No consiste en desconfiar de todo, sino en aprender a distinguir qué merece nuestra confianza y qué conviene comprobar antes de creerlo.
Es frecuente confundir el pensamiento crítico con otros tipos de razonamiento, con los que a menudo se mezcla. El pensamiento analítico descompone un problema en sus partes para entenderlo mejor; el pensamiento lógico sigue reglas formales para llegar a una conclusión válida a partir de unas premisas (si A, entonces B); y el pensamiento lateral busca soluciones creativas e inesperadas, saliéndose del camino habitual.
El pensamiento crítico, en cambio, es el que nos permite evaluar si esas premisas, esa información o esa idea son fiables antes de actuar en consecuencia. Las cuatro formas de pensar se complementan y resultan necesarias para resolver problemas de manera eficaz.
La importancia del pensamiento crítico no es solo una opinión de educadores. El marco OCDE Education 2030, lo sitúa entre las competencias fundamentales que los estudiantes necesitarán para desenvolverse en una sociedad cada vez más compleja. Sin embargo, raramente se trabaja de forma explícita en el currículo escolar: se da por sentado o se deja al azar. (Fuente: OCDE, Learning Compass 2030)
Además, el conocido Informe Delphi, coordinado por Peter Facione para la American Philosophical Association, lo identifica como una de las capacidades cognitivas con mayor influencia en el aprendizaje, la resolución de problemas y la toma de decisiones a lo largo de la vida. (Fuente: Facione, P.A., Critical Thinking: A Statement of Expert Consensus, APA, 1990)
Puede trabajarse desde los 6 años mediante actividades sencillas y adaptadas a cada etapa. A medida que el niño crece, estas pueden ir ganando profundidad y complejidad. En un entorno saturado de pantallas, publicidad y noticias de dudosa procedencia, se ha convertido en una de las habilidades más urgentes que podemos ayudar a desarrollar en casa.
Los 7 retos para activar el pensamiento crítico paso a paso
Los tres primeros retos funcionan bien a partir de los 6 años; los cuatro siguientes requieren mayor desarrollo cognitivo y dan mejor resultado a partir de los 10 años. Puedes ir probándolos uno a uno, sin prisa, e ir adaptando el lenguaje a la edad de tu hijo.
Reto 1. Detectar el error
- Objetivo: Aprender a no aceptar una información solo porque parece convincente.
- Cómo hacerlo: Muéstrale una afirmación, una imagen o un anuncio que contenga algún error, exageración o información engañosa. Puede ser un titular llamativo, una fotografía manipulada, una curiosidad falsa que circule por internet o incluso un cartel publicitario.
- Pregúntale: ¿Qué te hace sospechar? ¿Hay algo que no encaja o no es consistente? ¿Cómo podríamos comprobar si es verdad? Con los niños pequeños conviene utilizar ejemplos muy evidentes. Con los mayores ya podéis analizar noticias reales o contenidos de redes sociales.
¿Qué desarrolla?
• Observación • Detección de inconsistencias • Comprobación de evidencias.

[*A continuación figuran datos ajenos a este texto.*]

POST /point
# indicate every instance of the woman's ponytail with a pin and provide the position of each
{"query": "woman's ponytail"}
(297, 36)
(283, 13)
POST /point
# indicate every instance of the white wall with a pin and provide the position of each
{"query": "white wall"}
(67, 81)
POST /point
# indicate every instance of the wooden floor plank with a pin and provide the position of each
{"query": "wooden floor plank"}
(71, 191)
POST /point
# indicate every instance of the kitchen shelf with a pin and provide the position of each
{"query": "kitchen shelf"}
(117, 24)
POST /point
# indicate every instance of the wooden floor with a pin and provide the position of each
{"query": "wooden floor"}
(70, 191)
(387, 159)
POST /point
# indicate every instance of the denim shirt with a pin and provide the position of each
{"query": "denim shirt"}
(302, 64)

Reto 2. El debate a favor y en contra
- Objetivo: Comprender que muchas cuestiones pueden analizarse desde perspectivas diferentes.
- Cómo hacerlo: Plantea una pregunta sobre la que existan distintas opiniones.
- Por ejemplo: ¿Deberían existir los deberes? ¿Es mejor vivir en una ciudad o en un pueblo? ¿Deberían prohibirse los móviles en el colegio? Primero pídele que defienda una postura. Después invítale a defender la contraria, aunque no esté de acuerdo con ella. Solo al final podrá decidir cuál considera más convincente y explicar por qué.
¿Qué desarrolla?
• Flexibilidad mental • Empatía y capacidad de ver desde diferentes perspectivas • Capacidad de argumentar.

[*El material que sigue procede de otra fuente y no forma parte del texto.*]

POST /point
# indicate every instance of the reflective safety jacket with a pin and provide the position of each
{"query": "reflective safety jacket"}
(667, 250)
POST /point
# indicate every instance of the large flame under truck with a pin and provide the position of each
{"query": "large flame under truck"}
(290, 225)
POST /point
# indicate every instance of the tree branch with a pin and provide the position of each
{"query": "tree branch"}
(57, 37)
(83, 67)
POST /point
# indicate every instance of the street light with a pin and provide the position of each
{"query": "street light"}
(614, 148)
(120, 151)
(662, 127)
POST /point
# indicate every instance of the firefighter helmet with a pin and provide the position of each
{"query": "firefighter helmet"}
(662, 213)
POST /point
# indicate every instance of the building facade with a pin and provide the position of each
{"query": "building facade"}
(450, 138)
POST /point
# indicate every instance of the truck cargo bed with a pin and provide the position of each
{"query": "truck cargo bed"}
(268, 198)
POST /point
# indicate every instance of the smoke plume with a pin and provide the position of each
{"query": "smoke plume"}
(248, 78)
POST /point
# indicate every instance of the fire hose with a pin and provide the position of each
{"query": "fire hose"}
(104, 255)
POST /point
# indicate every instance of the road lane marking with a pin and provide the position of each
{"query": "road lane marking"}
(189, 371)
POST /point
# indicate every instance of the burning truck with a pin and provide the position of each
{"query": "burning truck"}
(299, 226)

Reto 3. Dos fuentes, una historia
- Objetivo: Aprender que una misma información puede presentarse de formas diferentes y a identificar información dudosa o falsa.
- Cómo hacerlo: elegid una noticia y buscad cómo la cuentan dos medios distintos. Comparad cuestiones como: ¿Qué datos aparecen en ambos? ¿Qué información añade uno y omite el otro? ¿Qué titular resulta más llamativo? ¿Crees que alguno intenta convencerte de algo?
- Otra variante consiste en analizar una noticia falsa para descubrir qué pistas indican que no es fiable. Es uno de los ejercicios más eficaces para desarrollar habilidades de pensamiento crítico ante la sobre información.
¿Qué desarrolla?
• Comparación de fuentes • Evaluación de la fiabilidad • Detección de sesgos.

Reto 4. La mini-investigación
- Objetivo: Aprender a buscar información de forma crítica.
- Cómo hacerlo: Deja que el niño elija un tema que le interese de verdad. Antes de buscar información, pídele que responda: ¿Qué sé ya? ¿Qué quiero averiguar? ¿Dónde puedo encontrar información fiable?
- Cuando termine la búsqueda, añade una pregunta más: ¿Ha cambiado alguna de mis ideas después de investigar? Esta última pregunta es especialmente importante porque ayuda a entender que cambiar de opinión cuando aparecen nuevas evidencias no es un error, sino una fortaleza.
¿Qué desarrolla?
• Curiosidad • Investigación • Evaluación de fuentes • Apertura intelectual.

Reto 5. Los cinco porqués
- Objetivo: Ir más allá de la primera explicación.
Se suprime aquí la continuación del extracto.